Second set of parents refuse vaccinated donor blood for toddler needing heart surgery

  • 14/12/2022

Two parents are trying to raise funds to fly their child overseas for urgent heart surgery because they only want to use unvaccinated donor blood.

It comes after a similar high-profile case which saw Health New Zealand be granted guardianship of a sick four-month-old baby last week. 

The toddler, almost two years old, at the centre of the new dispute has hypoplastic left heart syndrome which means the left side of her heart is underdeveloped. She has already had four open heart operations, her mother was quoted saying on a fundraising page.

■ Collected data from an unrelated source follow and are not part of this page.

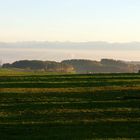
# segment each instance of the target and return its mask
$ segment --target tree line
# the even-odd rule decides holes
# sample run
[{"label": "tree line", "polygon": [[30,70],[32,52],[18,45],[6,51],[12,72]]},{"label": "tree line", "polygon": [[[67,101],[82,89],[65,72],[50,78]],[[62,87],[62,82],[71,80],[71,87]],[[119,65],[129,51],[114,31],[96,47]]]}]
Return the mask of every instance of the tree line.
[{"label": "tree line", "polygon": [[12,64],[6,63],[2,68],[18,68],[24,70],[48,72],[76,72],[76,73],[133,73],[140,70],[140,64],[127,63],[113,59],[101,61],[72,59],[62,62],[41,60],[20,60]]}]

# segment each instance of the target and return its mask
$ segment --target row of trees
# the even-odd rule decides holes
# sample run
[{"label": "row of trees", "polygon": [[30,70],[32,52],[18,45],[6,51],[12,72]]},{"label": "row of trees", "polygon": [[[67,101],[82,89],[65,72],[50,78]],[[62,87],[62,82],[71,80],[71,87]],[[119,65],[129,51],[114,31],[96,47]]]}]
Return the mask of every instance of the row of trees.
[{"label": "row of trees", "polygon": [[138,72],[140,65],[129,64],[113,59],[91,60],[65,60],[64,64],[72,65],[77,73],[133,73]]},{"label": "row of trees", "polygon": [[76,73],[133,73],[140,70],[140,65],[138,64],[113,59],[102,59],[101,61],[73,59],[64,60],[60,63],[55,61],[22,60],[12,64],[3,64],[2,67],[49,72],[75,71]]},{"label": "row of trees", "polygon": [[3,68],[19,68],[24,70],[48,71],[48,72],[72,72],[74,68],[71,65],[39,60],[22,60],[12,64],[3,64]]}]

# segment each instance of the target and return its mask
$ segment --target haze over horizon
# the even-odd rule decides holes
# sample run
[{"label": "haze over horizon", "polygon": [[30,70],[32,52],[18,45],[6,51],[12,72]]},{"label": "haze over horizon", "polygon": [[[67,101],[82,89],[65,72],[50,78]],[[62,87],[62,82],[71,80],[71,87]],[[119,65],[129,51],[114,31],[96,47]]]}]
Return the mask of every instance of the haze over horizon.
[{"label": "haze over horizon", "polygon": [[140,42],[16,42],[0,43],[3,63],[17,60],[52,60],[102,58],[140,61]]}]

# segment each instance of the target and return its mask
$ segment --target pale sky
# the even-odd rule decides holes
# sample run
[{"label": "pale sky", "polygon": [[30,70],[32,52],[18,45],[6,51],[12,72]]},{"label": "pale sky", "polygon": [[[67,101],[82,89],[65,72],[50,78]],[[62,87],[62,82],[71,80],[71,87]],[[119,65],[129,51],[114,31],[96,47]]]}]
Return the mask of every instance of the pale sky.
[{"label": "pale sky", "polygon": [[0,42],[140,41],[140,0],[0,0]]}]

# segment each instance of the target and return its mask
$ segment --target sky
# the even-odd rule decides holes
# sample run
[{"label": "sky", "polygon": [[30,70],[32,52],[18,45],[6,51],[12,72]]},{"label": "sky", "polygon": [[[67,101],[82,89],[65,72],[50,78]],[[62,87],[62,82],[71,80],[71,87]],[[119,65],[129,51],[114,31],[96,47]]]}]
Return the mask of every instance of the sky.
[{"label": "sky", "polygon": [[[136,47],[129,44],[140,42],[139,26],[140,0],[0,0],[0,44],[9,43],[8,48],[0,45],[0,60],[114,58],[140,61],[140,43],[136,43]],[[41,48],[46,41],[59,42],[59,49]],[[83,49],[79,45],[78,51],[75,46],[67,50],[63,45],[64,42],[69,46],[70,42],[96,41],[103,41],[100,49],[98,46]],[[14,42],[21,42],[23,47],[15,47]],[[39,42],[40,46],[30,48],[31,42]],[[132,49],[121,49],[123,44],[110,44],[109,50],[110,45],[105,46],[105,42],[126,43],[124,46]]]},{"label": "sky", "polygon": [[0,42],[140,41],[140,0],[0,0]]}]

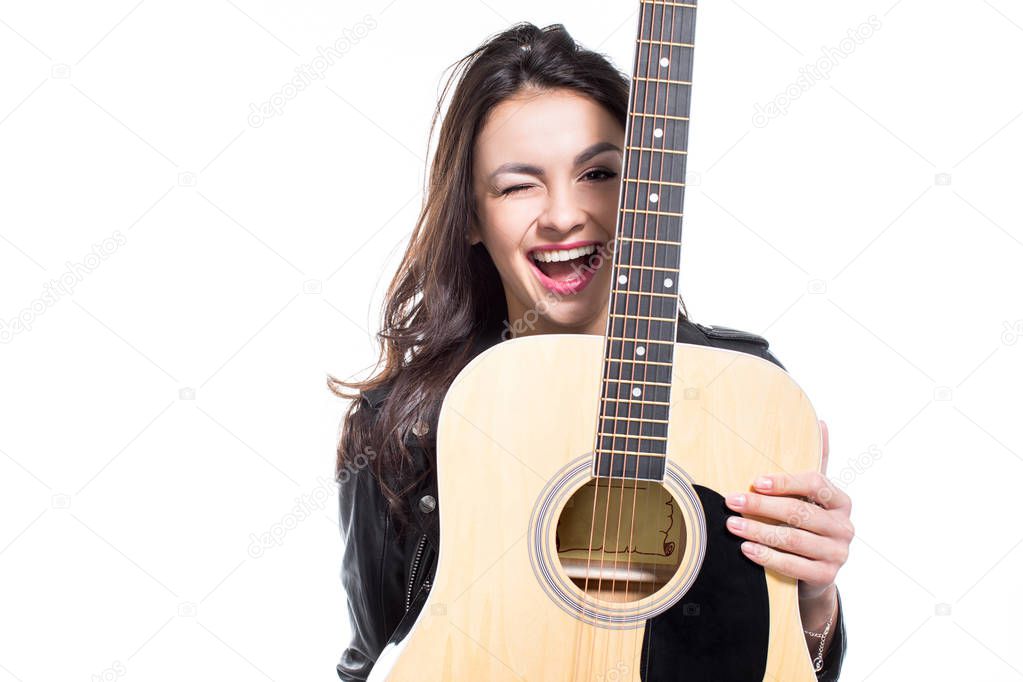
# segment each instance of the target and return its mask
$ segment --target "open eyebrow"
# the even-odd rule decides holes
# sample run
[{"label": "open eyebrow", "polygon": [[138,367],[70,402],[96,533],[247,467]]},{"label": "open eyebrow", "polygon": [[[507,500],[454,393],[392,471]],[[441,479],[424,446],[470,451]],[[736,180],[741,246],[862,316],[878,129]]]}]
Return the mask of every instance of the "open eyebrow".
[{"label": "open eyebrow", "polygon": [[[573,163],[576,166],[579,166],[581,164],[586,163],[597,154],[602,154],[603,152],[609,150],[614,150],[619,153],[621,153],[622,151],[621,147],[619,147],[616,144],[612,144],[611,142],[597,142],[596,144],[592,144],[583,151],[579,152],[579,154],[573,160]],[[539,166],[533,166],[528,163],[509,161],[508,163],[502,163],[500,166],[495,168],[493,172],[491,172],[490,175],[487,176],[487,179],[492,181],[496,176],[500,175],[501,173],[524,173],[526,175],[537,176],[543,176],[544,174],[543,169],[540,168]]]}]

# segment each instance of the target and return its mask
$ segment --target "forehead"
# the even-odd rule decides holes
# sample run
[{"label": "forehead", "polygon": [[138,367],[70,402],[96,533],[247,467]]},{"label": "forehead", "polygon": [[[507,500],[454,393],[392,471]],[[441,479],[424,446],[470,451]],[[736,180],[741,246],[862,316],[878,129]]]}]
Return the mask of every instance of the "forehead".
[{"label": "forehead", "polygon": [[476,164],[486,172],[505,161],[568,162],[607,140],[621,146],[624,129],[584,95],[553,90],[515,95],[495,106],[476,140]]}]

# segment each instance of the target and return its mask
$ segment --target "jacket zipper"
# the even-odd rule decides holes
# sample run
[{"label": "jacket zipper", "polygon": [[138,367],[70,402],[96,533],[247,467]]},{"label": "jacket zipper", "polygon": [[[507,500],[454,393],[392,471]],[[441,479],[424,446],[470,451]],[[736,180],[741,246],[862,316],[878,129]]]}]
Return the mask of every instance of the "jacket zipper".
[{"label": "jacket zipper", "polygon": [[416,584],[416,570],[419,568],[419,560],[423,558],[423,549],[426,547],[426,534],[419,538],[416,546],[416,554],[412,558],[412,570],[409,573],[408,589],[405,590],[405,611],[408,612],[412,606],[412,586]]}]

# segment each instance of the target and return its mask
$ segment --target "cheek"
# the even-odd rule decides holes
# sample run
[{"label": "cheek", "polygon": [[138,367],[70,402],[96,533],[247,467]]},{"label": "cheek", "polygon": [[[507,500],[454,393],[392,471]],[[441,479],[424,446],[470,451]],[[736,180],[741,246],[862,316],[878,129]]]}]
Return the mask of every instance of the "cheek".
[{"label": "cheek", "polygon": [[608,232],[609,237],[613,236],[615,233],[615,223],[618,220],[617,191],[613,195],[601,197],[601,199],[593,204],[589,213],[596,219],[598,225]]},{"label": "cheek", "polygon": [[580,193],[579,200],[585,211],[598,220],[601,227],[609,232],[614,231],[615,219],[618,217],[618,192],[620,183],[608,182],[590,187]]},{"label": "cheek", "polygon": [[522,240],[525,239],[533,213],[528,202],[503,205],[488,211],[485,217],[485,235],[494,260],[509,261],[517,257]]},{"label": "cheek", "polygon": [[608,235],[613,235],[615,221],[618,219],[618,195],[615,195],[611,201],[602,206],[601,210],[595,215],[600,216],[600,225],[607,230]]}]

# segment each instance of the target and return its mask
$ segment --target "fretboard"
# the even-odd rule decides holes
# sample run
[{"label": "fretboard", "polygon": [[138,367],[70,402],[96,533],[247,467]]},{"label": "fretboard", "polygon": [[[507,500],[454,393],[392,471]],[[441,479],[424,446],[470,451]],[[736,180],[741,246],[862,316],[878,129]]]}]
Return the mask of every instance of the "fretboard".
[{"label": "fretboard", "polygon": [[695,21],[695,2],[640,2],[594,447],[598,476],[664,478]]}]

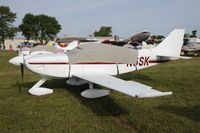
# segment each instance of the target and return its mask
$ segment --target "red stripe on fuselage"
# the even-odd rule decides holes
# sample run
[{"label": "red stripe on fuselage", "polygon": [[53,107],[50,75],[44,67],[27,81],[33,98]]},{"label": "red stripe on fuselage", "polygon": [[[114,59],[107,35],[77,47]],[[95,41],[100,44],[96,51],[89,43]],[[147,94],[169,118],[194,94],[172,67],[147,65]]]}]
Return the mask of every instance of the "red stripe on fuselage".
[{"label": "red stripe on fuselage", "polygon": [[[170,60],[150,60],[149,63],[164,63],[168,62]],[[66,65],[69,64],[69,62],[29,62],[31,65]],[[79,63],[74,63],[74,64],[82,64],[82,65],[112,65],[116,63],[112,62],[79,62]],[[124,64],[124,63],[117,63],[117,64]]]},{"label": "red stripe on fuselage", "polygon": [[[29,64],[31,65],[57,65],[57,64],[69,64],[69,62],[29,62]],[[74,63],[74,64],[116,64],[116,63],[112,63],[112,62],[79,62],[79,63]],[[122,64],[122,63],[118,63],[118,64]]]},{"label": "red stripe on fuselage", "polygon": [[68,62],[29,62],[31,65],[56,65],[56,64],[69,64]]},{"label": "red stripe on fuselage", "polygon": [[[75,63],[75,64],[116,64],[113,62],[79,62],[79,63]],[[117,64],[122,64],[122,63],[117,63]]]}]

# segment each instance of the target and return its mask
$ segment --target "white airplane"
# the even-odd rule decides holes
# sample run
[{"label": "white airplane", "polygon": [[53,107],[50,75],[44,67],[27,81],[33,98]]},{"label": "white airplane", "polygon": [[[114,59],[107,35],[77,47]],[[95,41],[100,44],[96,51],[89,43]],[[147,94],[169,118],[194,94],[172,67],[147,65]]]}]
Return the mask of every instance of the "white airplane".
[{"label": "white airplane", "polygon": [[[23,59],[23,64],[42,77],[29,89],[29,93],[37,96],[51,94],[53,89],[40,87],[45,81],[49,78],[69,78],[67,83],[71,85],[89,83],[89,89],[81,93],[85,98],[98,98],[110,94],[109,90],[94,89],[94,83],[137,98],[171,95],[172,92],[154,90],[150,86],[135,81],[124,81],[113,75],[182,58],[180,52],[184,31],[175,29],[163,42],[152,49],[134,50],[113,45],[86,43],[67,53],[27,56]],[[12,59],[10,63],[15,64]],[[21,66],[23,71],[23,65]]]}]

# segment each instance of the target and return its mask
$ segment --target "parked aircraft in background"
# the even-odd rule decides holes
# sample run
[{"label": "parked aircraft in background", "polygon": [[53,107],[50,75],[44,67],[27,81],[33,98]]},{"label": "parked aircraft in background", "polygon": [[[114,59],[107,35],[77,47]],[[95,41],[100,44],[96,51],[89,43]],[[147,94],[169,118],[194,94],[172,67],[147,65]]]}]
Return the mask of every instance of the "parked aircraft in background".
[{"label": "parked aircraft in background", "polygon": [[125,42],[134,45],[134,43],[142,43],[143,41],[146,41],[150,36],[151,36],[150,32],[143,31],[133,35],[132,37],[129,37],[128,39],[125,40]]},{"label": "parked aircraft in background", "polygon": [[[111,75],[123,74],[154,66],[158,63],[182,58],[183,29],[172,31],[157,47],[152,49],[129,49],[113,45],[86,43],[67,53],[49,53],[23,58],[23,64],[42,78],[31,89],[32,95],[53,93],[53,89],[40,87],[48,78],[69,78],[68,84],[89,83],[89,89],[81,95],[98,98],[110,94],[109,90],[94,89],[99,84],[137,98],[171,95],[135,81],[124,81]],[[14,60],[9,61],[15,64]],[[21,64],[23,77],[23,64]]]},{"label": "parked aircraft in background", "polygon": [[200,55],[200,39],[189,38],[187,44],[182,47],[181,51],[183,55],[187,55],[189,52],[194,53],[194,55]]},{"label": "parked aircraft in background", "polygon": [[67,44],[64,47],[62,45],[59,45],[58,43],[54,43],[53,45],[58,50],[63,50],[63,52],[67,52],[69,50],[76,48],[78,46],[78,44],[79,44],[78,40],[73,40],[72,42],[70,42],[69,44]]},{"label": "parked aircraft in background", "polygon": [[28,48],[30,48],[30,47],[33,47],[33,43],[23,42],[23,43],[19,43],[17,45],[17,47],[28,47]]},{"label": "parked aircraft in background", "polygon": [[102,38],[92,38],[87,40],[104,44],[112,44],[116,46],[123,46],[125,44],[138,45],[139,43],[142,43],[142,41],[146,41],[150,37],[150,35],[151,35],[150,32],[144,31],[134,34],[133,36],[127,39],[120,39],[118,36],[115,36],[113,39],[102,37]]}]

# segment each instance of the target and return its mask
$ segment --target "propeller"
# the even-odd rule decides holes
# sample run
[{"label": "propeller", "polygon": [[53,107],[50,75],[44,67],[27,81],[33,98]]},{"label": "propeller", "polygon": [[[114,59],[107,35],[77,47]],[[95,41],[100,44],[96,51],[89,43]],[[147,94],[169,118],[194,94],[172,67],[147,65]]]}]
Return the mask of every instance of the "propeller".
[{"label": "propeller", "polygon": [[22,63],[20,63],[20,71],[21,71],[21,84],[17,78],[17,82],[16,82],[16,85],[17,85],[17,88],[19,90],[19,94],[21,93],[21,87],[23,86],[23,82],[24,82],[24,64],[25,63],[25,59],[24,59],[24,55],[23,55],[23,61]]},{"label": "propeller", "polygon": [[22,83],[23,83],[23,81],[24,81],[24,63],[25,63],[25,59],[24,59],[24,55],[23,55],[23,63],[20,63],[20,70],[21,70]]}]

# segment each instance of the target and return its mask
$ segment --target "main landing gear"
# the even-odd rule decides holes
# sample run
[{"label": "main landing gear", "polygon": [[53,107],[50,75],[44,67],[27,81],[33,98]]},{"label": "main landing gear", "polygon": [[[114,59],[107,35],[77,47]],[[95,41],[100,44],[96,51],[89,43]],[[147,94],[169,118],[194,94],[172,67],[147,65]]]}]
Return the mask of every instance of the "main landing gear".
[{"label": "main landing gear", "polygon": [[89,89],[83,91],[81,93],[81,96],[85,98],[99,98],[99,97],[107,96],[109,94],[110,94],[109,90],[94,89],[93,83],[89,82]]},{"label": "main landing gear", "polygon": [[68,79],[66,81],[66,83],[69,85],[74,85],[74,86],[79,86],[79,85],[89,83],[89,89],[87,89],[81,93],[81,96],[85,97],[85,98],[99,98],[99,97],[107,96],[110,94],[109,90],[94,89],[92,82],[88,82],[86,80],[83,80],[83,79],[80,79],[77,77],[72,77],[72,78]]}]

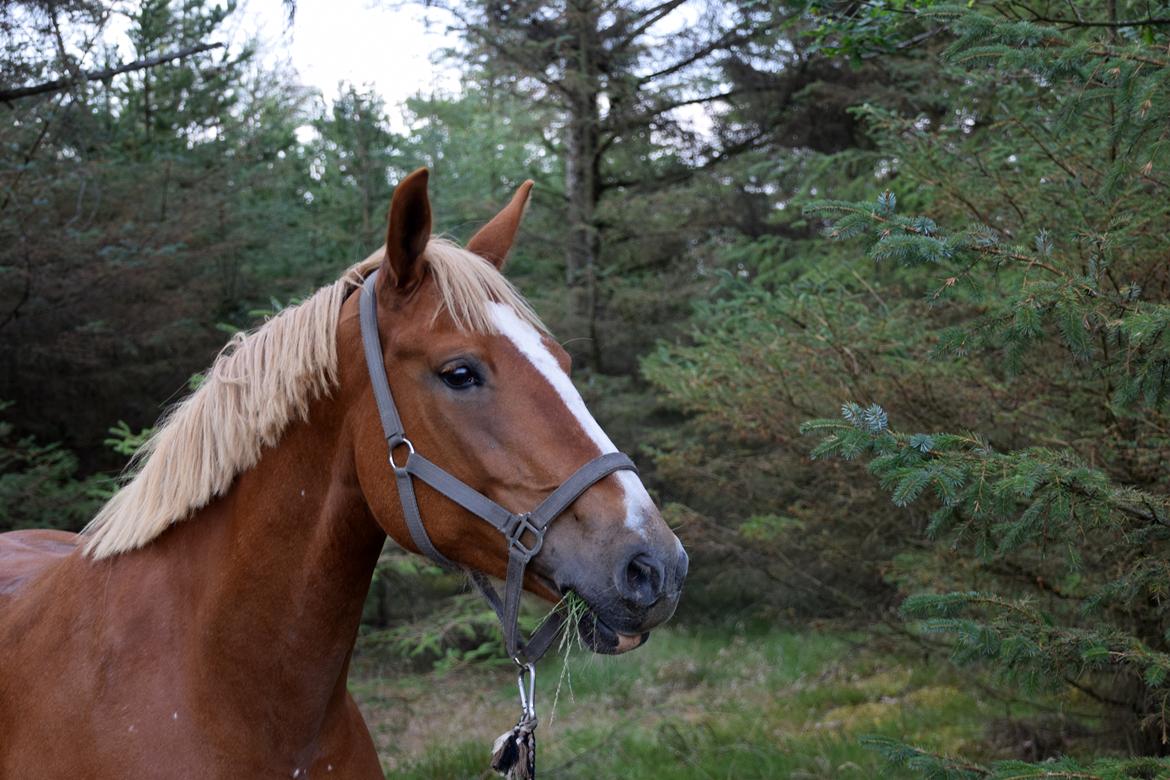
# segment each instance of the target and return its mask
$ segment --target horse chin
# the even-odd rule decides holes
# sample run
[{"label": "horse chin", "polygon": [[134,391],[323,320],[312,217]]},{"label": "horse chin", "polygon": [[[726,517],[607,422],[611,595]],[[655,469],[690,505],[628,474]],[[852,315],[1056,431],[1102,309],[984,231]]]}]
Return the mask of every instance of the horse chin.
[{"label": "horse chin", "polygon": [[589,612],[577,621],[577,635],[581,643],[601,655],[620,655],[646,644],[650,632],[622,634],[602,620],[596,612]]}]

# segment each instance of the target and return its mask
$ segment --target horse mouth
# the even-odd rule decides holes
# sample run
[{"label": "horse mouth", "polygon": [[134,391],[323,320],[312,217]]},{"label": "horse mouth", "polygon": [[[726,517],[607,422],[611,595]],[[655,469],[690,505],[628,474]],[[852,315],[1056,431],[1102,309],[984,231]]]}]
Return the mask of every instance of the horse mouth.
[{"label": "horse mouth", "polygon": [[[560,596],[567,595],[569,592],[577,593],[578,596],[581,595],[572,587],[561,587],[552,580],[544,577],[540,579],[544,581],[546,587]],[[618,631],[607,623],[605,618],[584,597],[581,600],[585,601],[588,609],[585,614],[577,619],[577,636],[580,638],[581,644],[593,652],[599,655],[620,655],[641,647],[650,638],[649,631],[636,634],[626,634]]]},{"label": "horse mouth", "polygon": [[601,655],[619,655],[641,647],[650,638],[650,632],[623,634],[617,631],[592,608],[577,621],[577,636],[581,643]]}]

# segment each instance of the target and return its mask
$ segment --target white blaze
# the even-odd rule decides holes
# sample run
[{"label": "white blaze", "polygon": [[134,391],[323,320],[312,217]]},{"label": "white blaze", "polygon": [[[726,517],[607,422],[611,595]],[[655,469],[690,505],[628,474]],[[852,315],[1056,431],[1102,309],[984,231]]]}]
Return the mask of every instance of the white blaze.
[{"label": "white blaze", "polygon": [[[520,319],[511,306],[493,303],[491,307],[492,322],[495,323],[496,328],[512,342],[521,355],[528,358],[528,362],[532,363],[541,376],[553,386],[569,412],[577,418],[581,430],[601,450],[600,454],[617,452],[617,447],[613,446],[613,442],[605,435],[605,431],[597,424],[597,420],[593,419],[593,415],[589,413],[588,407],[585,406],[585,399],[577,392],[573,381],[561,370],[557,359],[545,346],[540,332]],[[654,502],[650,500],[650,494],[646,492],[646,486],[632,471],[616,471],[614,476],[617,477],[625,495],[626,526],[645,536],[646,520],[654,507]]]}]

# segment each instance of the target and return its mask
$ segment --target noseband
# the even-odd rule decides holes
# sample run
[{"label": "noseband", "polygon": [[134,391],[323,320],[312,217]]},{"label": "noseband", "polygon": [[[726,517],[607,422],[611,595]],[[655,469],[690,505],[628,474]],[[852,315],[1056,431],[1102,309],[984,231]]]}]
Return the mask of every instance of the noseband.
[{"label": "noseband", "polygon": [[[378,272],[374,271],[366,277],[362,285],[362,346],[365,349],[374,400],[378,404],[378,416],[382,419],[382,431],[386,434],[390,467],[394,470],[398,498],[402,502],[402,514],[406,518],[410,538],[414,540],[419,552],[440,566],[453,571],[462,568],[440,553],[427,535],[422,516],[419,514],[418,499],[414,494],[414,478],[421,479],[435,491],[489,523],[504,535],[508,541],[508,574],[504,582],[503,598],[500,598],[484,574],[470,570],[467,574],[500,619],[508,655],[522,666],[534,663],[548,650],[564,625],[565,618],[559,611],[550,615],[527,642],[521,641],[518,622],[520,594],[524,590],[524,571],[528,562],[540,552],[544,545],[545,532],[552,521],[582,493],[615,471],[624,469],[637,472],[638,469],[633,461],[620,452],[599,455],[573,472],[572,476],[531,512],[515,514],[419,455],[415,452],[410,439],[406,438],[402,419],[394,405],[394,396],[390,393],[390,382],[386,377],[386,364],[382,359],[382,343],[378,335],[375,289],[377,276]],[[399,448],[406,449],[406,460],[401,465],[394,459],[394,452]]]}]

She needs urgent heart surgery but her family are now fundraising to send her to India to receive treatment because they were denied the guaranteed usage of un-vaccinated donor blood.

Last week, a judge ruled in favour of Te Whatu Ora Health New Zealand's application to put guardianship of a sick four-month-old baby into the court to allow the child's heart surgery to go ahead under the usual process.  

The baby's parents said they want the surgical procedure to go ahead, but they didn't want it to happen with blood donations from donors who've been vaccinated against COVID-19.

However, the baby's doctors said there was no scientific evidence that vaccinated blood poses a risk.

The case sparked a protest outside the court against the decision.

On a Givealittle post the parents hoping to fly their child to Idia said were hopeful the sick baby's parents' public plea would pave the pathway to receive directed blood donation, however, that was not the case.

The Givealittle page is still pending moderation and a spokesperson from the platform told Newshub they were seeking more information from the page creator before verifying the page.

"Obviously what [the child's] parents really want is surgery in New Zealand Starship Hospital with the surgeon they know and trust," the page, which was set up by advocates for the family, said. 

But the refusal of allowing direct donor blood from an unvaccinated person has caused the parents to seek surgery elsewhere, the page said.

"We shall send her overseas where her and her parents will get the care and respect for her rights we all deserve. The surgeon is waiting and has promised Directed Donor Blood and first-class blood and surgery."

However, the page doesn't give any details about the Indian hospital or surgeon the family are planning to go to. 

Auckland University's Immunisation Advisory Centre medical director Professor Nikki Turner told The Project in reference to the sick four-month-old baby's case that taking blood from a non-vaccinated person to give to the child is not that simple. 

"We need to offer this baby safe, quality blood product. We can't just give the baby any blood off the street," Prof Turner said.

She said doing a one-off emergency screening to get blood from someone who is unvaccinated for the baby would open up a whole other can of worms. 

"Even if we could do that, then what if people think there is a problem and that's why we did it, so a hundred people ask us to do that and then 200 people, and we did it for no logical reason. We would be sort of opening up a problem that wasn't a problem," Prof Turner said.

Speaking with Newshub Late on Wednesday, haematologist and transfusion medicine specialist at the University of Otago Dr Jim Faed said there are several reasons why asking for specific blood donors causes issues.

"It's strongly discouraged for multiple reasons. Firstly for safety reasons - the selected blood donors are always going to be safer than someone who feels, 'I could do that' and doesn't know all of the issues that lie behind the safety that is achieved with blood transfusion in New Zealand," Dr Faed said.

"There is a lot in donor screening that needs to be done carefully, the testing needs to be done carefully. All that can be done either way but if we think about the screening questions there are always concerns a person might be tempted to give a different answer." 

Newshub contacted the mother of the toddler but did not receive a reply.